At the fish market of Bissau’s artisanal fishing port, fishermen and women fishmongers can’t hide their joy to be able to carry on with their activity in all tranquility. “I am very happy with your visit and I count on you to convey our greetings to the world”, says Ignasia Da Silva, President of Bissau Fishmongers Association. Her Vice President, Lydia Da Costa, proudly adds: “This is the largest fish market in Guinea-Bissau. There are about 500 women working here”.
Thirty meters away, there is a shed. This is where women proceed with retail sales. The place is strikingly clean. But, alas, there is not enough room for all the women. Others have found a place outside where, braving the ban from the administration, they spread their products on the ground. No choice: They have to sell for their family’s sake.
Most of the women arrive at the market between four and five every morning. When the first fisherman comes back, the competition amongst the women starts, every day tougher, to have access to decreasing quantities of fish: “Some years ago, a fisherman would take the ice, go to sea, and after forty-five minutes, he would be back with a lot of fish. Nowadays, they go to sea for the whole day and they do not bring much fish back”, reflects Lydia Da Costa.
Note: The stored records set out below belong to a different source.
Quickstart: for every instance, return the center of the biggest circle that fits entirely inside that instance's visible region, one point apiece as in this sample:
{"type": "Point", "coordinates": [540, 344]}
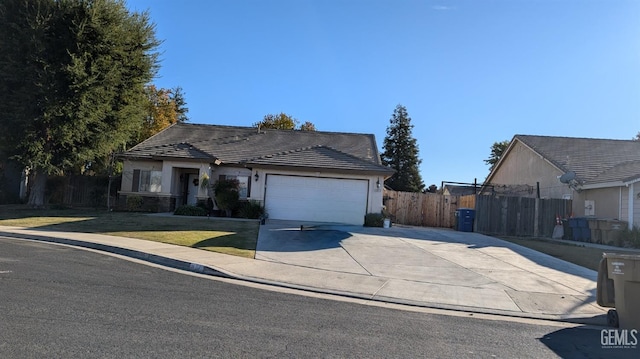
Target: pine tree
{"type": "Point", "coordinates": [72, 77]}
{"type": "Point", "coordinates": [401, 153]}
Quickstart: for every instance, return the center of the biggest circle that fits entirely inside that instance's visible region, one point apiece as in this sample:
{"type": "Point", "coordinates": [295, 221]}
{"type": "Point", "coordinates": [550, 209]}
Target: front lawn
{"type": "Point", "coordinates": [236, 237]}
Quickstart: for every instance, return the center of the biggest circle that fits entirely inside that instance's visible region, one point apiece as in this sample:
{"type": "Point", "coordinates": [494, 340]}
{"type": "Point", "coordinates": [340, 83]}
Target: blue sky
{"type": "Point", "coordinates": [469, 72]}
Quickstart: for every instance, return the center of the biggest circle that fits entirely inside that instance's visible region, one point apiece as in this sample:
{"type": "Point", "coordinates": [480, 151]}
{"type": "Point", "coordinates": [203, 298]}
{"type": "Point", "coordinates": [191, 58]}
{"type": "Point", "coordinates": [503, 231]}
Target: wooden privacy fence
{"type": "Point", "coordinates": [425, 209]}
{"type": "Point", "coordinates": [519, 216]}
{"type": "Point", "coordinates": [511, 216]}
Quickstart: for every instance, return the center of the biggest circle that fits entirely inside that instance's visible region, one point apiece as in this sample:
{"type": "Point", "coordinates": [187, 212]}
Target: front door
{"type": "Point", "coordinates": [192, 189]}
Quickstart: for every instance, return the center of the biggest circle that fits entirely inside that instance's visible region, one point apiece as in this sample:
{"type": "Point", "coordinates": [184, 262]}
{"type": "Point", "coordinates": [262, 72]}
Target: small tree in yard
{"type": "Point", "coordinates": [227, 195]}
{"type": "Point", "coordinates": [497, 150]}
{"type": "Point", "coordinates": [401, 153]}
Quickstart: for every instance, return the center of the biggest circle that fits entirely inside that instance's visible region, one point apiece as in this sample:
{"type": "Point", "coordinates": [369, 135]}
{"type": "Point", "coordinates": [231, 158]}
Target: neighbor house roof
{"type": "Point", "coordinates": [595, 161]}
{"type": "Point", "coordinates": [460, 190]}
{"type": "Point", "coordinates": [267, 147]}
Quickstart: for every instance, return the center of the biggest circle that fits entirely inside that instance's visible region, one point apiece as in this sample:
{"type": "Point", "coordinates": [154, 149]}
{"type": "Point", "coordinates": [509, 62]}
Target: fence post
{"type": "Point", "coordinates": [536, 217]}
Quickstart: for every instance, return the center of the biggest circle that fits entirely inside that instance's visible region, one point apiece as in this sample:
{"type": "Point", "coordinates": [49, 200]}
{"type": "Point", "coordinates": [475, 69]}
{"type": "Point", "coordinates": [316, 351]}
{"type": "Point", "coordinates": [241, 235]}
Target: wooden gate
{"type": "Point", "coordinates": [425, 209]}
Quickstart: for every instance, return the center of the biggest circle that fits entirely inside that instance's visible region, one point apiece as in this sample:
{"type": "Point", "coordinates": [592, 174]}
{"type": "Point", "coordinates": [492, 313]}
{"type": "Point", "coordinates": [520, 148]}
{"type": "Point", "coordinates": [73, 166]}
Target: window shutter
{"type": "Point", "coordinates": [135, 184]}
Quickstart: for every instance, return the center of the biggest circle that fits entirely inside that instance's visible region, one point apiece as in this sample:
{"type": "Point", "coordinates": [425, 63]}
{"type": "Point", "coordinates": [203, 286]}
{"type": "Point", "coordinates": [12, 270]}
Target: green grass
{"type": "Point", "coordinates": [572, 252]}
{"type": "Point", "coordinates": [236, 237]}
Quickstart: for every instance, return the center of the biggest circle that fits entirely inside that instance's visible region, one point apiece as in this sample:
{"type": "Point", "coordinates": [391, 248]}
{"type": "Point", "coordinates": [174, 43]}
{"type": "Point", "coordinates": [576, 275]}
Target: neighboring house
{"type": "Point", "coordinates": [601, 176]}
{"type": "Point", "coordinates": [456, 190]}
{"type": "Point", "coordinates": [297, 175]}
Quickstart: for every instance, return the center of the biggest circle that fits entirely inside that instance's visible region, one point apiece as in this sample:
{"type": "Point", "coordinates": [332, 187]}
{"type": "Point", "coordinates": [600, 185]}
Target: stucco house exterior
{"type": "Point", "coordinates": [296, 175]}
{"type": "Point", "coordinates": [601, 176]}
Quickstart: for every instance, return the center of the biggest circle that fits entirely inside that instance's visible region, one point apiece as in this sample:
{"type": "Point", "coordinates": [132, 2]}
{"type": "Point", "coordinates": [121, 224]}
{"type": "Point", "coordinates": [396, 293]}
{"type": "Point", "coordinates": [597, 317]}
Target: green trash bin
{"type": "Point", "coordinates": [620, 287]}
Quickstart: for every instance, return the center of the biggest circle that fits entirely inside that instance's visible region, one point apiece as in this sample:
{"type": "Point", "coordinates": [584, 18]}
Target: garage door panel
{"type": "Point", "coordinates": [316, 199]}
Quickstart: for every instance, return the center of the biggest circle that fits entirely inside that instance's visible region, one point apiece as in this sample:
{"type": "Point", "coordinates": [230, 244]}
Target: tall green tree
{"type": "Point", "coordinates": [72, 77]}
{"type": "Point", "coordinates": [164, 108]}
{"type": "Point", "coordinates": [400, 152]}
{"type": "Point", "coordinates": [283, 121]}
{"type": "Point", "coordinates": [497, 149]}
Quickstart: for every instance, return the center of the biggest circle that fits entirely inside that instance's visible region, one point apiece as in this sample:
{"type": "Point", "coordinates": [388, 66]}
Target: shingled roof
{"type": "Point", "coordinates": [593, 160]}
{"type": "Point", "coordinates": [267, 147]}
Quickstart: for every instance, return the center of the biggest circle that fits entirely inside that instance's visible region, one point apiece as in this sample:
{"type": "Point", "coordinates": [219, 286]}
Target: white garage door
{"type": "Point", "coordinates": [316, 199]}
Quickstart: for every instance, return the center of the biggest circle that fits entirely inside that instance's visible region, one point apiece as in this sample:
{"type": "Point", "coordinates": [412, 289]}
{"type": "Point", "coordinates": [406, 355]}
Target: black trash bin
{"type": "Point", "coordinates": [464, 219]}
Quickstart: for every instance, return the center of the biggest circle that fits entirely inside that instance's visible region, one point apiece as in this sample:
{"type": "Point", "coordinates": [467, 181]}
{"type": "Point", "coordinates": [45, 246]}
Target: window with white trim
{"type": "Point", "coordinates": [148, 181]}
{"type": "Point", "coordinates": [244, 185]}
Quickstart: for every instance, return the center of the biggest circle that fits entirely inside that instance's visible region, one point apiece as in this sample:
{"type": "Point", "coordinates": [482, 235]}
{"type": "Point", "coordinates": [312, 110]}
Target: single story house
{"type": "Point", "coordinates": [600, 176]}
{"type": "Point", "coordinates": [296, 175]}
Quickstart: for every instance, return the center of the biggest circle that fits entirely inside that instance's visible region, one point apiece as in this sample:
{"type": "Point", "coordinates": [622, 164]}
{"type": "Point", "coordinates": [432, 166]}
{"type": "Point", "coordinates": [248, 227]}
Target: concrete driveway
{"type": "Point", "coordinates": [429, 266]}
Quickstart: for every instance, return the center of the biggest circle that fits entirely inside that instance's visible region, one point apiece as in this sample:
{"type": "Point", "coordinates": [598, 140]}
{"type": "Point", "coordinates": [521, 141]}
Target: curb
{"type": "Point", "coordinates": [152, 258]}
{"type": "Point", "coordinates": [599, 320]}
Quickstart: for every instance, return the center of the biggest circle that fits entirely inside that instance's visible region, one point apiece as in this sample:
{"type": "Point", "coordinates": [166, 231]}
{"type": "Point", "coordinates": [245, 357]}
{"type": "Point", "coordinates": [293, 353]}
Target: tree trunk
{"type": "Point", "coordinates": [38, 186]}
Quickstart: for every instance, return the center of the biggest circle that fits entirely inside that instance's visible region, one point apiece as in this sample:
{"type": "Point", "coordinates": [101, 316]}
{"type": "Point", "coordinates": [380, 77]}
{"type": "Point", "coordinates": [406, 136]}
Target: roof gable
{"type": "Point", "coordinates": [593, 160]}
{"type": "Point", "coordinates": [248, 145]}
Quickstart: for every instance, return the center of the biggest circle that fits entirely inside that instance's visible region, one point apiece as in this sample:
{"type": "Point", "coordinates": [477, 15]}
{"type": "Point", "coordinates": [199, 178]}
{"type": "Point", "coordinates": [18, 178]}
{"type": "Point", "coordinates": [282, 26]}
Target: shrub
{"type": "Point", "coordinates": [190, 211]}
{"type": "Point", "coordinates": [374, 220]}
{"type": "Point", "coordinates": [251, 210]}
{"type": "Point", "coordinates": [134, 203]}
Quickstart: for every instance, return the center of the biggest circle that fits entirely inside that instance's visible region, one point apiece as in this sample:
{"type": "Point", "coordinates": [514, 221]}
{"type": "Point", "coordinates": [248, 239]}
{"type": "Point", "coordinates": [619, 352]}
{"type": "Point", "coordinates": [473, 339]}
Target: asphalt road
{"type": "Point", "coordinates": [62, 302]}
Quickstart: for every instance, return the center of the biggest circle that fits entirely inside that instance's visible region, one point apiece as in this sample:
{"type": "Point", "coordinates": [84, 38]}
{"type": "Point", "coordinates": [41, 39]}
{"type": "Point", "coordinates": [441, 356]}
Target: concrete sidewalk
{"type": "Point", "coordinates": [428, 267]}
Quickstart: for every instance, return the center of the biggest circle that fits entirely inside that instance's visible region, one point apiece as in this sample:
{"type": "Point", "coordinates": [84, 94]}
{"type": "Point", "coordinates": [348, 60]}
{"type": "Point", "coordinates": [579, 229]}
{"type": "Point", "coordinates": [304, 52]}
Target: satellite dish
{"type": "Point", "coordinates": [568, 177]}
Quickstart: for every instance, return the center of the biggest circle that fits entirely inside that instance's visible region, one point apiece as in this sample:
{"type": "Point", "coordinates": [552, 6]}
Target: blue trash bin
{"type": "Point", "coordinates": [465, 218]}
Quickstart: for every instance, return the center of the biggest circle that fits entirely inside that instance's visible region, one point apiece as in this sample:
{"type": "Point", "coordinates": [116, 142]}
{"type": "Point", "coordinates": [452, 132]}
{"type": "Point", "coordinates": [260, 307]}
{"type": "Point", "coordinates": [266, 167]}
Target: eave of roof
{"type": "Point", "coordinates": [247, 145]}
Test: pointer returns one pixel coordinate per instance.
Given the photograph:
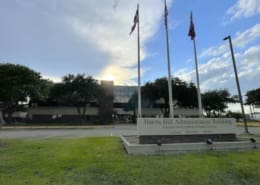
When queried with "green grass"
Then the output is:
(103, 161)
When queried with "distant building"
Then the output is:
(122, 94)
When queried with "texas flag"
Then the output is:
(192, 33)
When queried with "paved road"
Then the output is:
(80, 132)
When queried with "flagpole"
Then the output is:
(138, 56)
(198, 80)
(169, 64)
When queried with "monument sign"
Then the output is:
(175, 130)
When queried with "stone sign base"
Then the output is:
(166, 139)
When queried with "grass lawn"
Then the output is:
(249, 124)
(103, 161)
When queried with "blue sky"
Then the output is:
(57, 37)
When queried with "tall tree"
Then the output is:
(76, 90)
(253, 96)
(215, 101)
(17, 84)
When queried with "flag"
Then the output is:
(192, 33)
(165, 14)
(136, 20)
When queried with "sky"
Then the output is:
(58, 37)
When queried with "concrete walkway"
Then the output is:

Isabelle Igana is the oldest of the fishmongers: “I was here before anyone else. All these women here, I saw them engage in fish trade. Now I am 76 years old”, she proudly announces. “When I started, I was 25 years old. This market for selling fish did not exist. Initially, the fishermen went to sea and returned at regular hours. We could predict the time of their return, so we knew also at what time we should come here, take the fish, sell it straight away and then immediately return to our homes”, she explains.
In her memories, that was the belle époque, when fish resources were plentiful and women could both engage in fish trade and be present at home for their families, for their children. “Then the war came. People lost their purchasing power. Fishermen abandoned the fishing. We started to encounter difficulties to get the fish and even the little that we got, we couldn’t sell it”, continues Isabelle Igana. “Finally, peace returned to the country. But there is no more fish”, she says under the approving eyes of dozens of women surrounding us.